37. To be given proper honor, in this feudal sense, is, roughly, to be given what is owed to one by one’s vassals, be it service or goods. Should a vassal fail, they must either pay an equivalent to restore proper honor and soothe the felt indignity of the lord, of suffer punishment. However, it is far from clear that Anselm relies on this feudal notion. The notion of satisfaction has far older roots in patristic theology of penitence (Crisp 2020a: 71). Anderson (2009) argues that the roots go even farther back to the New Testament and other second-Temple Jewish literature. CDH uses almost none of the terms typically associated with feudalism (Whidden 2011). Anselm was a Benedictine monk and the Rule of Benedict contains a notion of satisfaction that matches well with Anselm’s notion (Mansini 1987).
38. Human sinners could, in principle—especially if given afterlife opportunities—offer adequate reparation to the human victims of their actions.
39. Aside from Boso’s exclamations of wonder, praise, and thanksgiving, and Anselm’s argument that it is fitting that Christ offer satisfaction as he did because of its great example for humans, Anselm says nothing about what humans must do to gain the benefits of Christ’s work. However, this lack in CDH may be due more to the goals of that work than to Anselm’s views. Its goal is to explain why God became human. Its goal is not to offer a systematic theology of atonement. The issue of what humans should do to adopt Christ’s atoning work is thus irrelevant to the main goal of CDH.

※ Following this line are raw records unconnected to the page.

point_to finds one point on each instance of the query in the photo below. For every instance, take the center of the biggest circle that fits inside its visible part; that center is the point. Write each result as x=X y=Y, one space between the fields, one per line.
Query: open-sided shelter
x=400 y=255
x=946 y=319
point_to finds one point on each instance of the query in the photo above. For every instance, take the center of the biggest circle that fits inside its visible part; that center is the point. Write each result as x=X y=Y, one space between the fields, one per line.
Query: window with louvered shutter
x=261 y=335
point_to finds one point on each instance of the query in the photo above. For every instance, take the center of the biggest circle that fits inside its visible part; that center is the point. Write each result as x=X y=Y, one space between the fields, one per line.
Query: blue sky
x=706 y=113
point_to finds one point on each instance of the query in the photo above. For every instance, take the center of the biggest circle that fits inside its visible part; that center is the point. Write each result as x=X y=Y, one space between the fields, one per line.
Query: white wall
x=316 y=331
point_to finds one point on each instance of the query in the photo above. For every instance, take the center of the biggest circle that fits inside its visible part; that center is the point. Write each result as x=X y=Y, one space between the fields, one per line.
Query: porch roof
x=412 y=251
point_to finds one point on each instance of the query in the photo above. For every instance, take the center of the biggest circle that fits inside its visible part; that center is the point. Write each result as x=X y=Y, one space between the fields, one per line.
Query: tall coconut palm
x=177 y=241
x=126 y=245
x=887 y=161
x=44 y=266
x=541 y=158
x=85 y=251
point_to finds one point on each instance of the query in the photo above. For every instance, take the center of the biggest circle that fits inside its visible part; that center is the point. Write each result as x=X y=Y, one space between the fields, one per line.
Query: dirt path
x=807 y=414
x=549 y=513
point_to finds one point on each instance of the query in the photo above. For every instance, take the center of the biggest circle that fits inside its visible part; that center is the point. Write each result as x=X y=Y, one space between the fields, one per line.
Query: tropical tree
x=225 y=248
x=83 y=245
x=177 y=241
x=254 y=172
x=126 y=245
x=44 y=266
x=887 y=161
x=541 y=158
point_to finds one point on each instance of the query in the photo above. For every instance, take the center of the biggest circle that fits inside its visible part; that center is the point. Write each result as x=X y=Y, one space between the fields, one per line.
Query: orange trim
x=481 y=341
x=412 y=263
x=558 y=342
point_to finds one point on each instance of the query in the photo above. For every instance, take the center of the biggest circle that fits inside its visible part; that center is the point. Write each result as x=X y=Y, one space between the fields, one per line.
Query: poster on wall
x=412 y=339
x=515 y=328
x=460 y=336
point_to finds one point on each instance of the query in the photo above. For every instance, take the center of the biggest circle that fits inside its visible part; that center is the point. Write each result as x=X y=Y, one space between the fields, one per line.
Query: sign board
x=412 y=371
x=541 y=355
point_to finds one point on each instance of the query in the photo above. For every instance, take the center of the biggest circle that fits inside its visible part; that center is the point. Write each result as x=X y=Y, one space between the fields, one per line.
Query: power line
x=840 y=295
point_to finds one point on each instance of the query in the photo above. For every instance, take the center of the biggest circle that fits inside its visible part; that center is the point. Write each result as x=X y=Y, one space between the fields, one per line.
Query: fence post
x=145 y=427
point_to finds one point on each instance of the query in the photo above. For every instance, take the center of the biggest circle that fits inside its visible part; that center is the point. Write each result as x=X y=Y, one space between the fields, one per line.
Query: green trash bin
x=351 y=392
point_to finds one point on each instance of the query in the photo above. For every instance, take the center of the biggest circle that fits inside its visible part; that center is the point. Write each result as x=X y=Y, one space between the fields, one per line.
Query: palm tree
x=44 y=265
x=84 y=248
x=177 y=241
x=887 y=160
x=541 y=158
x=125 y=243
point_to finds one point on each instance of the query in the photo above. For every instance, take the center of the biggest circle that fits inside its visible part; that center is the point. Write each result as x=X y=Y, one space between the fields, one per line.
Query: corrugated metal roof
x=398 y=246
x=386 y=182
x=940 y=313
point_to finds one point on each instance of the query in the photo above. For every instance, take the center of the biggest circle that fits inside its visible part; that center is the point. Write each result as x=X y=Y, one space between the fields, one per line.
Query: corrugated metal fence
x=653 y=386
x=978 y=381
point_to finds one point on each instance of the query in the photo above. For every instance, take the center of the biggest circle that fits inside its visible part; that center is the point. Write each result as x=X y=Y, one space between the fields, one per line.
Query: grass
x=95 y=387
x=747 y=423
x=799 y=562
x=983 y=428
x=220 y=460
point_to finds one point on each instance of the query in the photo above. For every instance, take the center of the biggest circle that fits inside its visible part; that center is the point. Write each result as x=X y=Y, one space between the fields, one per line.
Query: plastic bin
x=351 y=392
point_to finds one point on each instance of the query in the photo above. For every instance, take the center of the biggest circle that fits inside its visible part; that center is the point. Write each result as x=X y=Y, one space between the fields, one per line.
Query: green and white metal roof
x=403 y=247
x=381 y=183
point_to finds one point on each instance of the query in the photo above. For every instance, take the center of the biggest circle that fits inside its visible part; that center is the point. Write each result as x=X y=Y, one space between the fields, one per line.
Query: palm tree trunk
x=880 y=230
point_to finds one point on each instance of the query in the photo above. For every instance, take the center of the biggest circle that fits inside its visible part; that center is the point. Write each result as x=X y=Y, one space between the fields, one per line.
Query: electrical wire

40. See Ensor 2011; Flood 2010; Hill & Jedwab 2015; S. Jeffrey et al. 2007; and G. Williams 2011 for discussion of evidence of penal substitution in the Church fathers. See also Myers 2015 for an alternative general account of the patristic view.
41. Hugo Grotius’s governmental view of atonement also embraces penal goodness, although he gives a somewhat different mechanism for atonement. Crisp (2008) calls his a “penal non-substitution” view.
42. For example, Socinus’s objection that if justice is served through punishment then there is no forgiveness, Stump’s objection that this view makes forgiveness conditional, and Lombardo’s objection that this view entails that God wills Christ’s death and the moral evil that causes it.
43. However, this concession threatens to undermine the motivation for the penal substitution theory, for if God may accept a lesser punishment, why not simply accept the natural death of humans as sufficient, or simply an apology, or satisfaction? There are other means of atonement aside from being punished that can bring about reconciliation.
44. This reply depends on divine command theory, which has been heavily contested. It also threatens to undermine the motivation for penal substitution theory, as with the second reply to the second objection—see footnote 43.
45. Beginning with his contemporary Bernard of Clairvaux, who wrote a scathing refutation of what he took to be Abelard’s errors
46. See part II of N. Smith (2008) for an extensive discussion of examples of and difficulties regarding collective apology.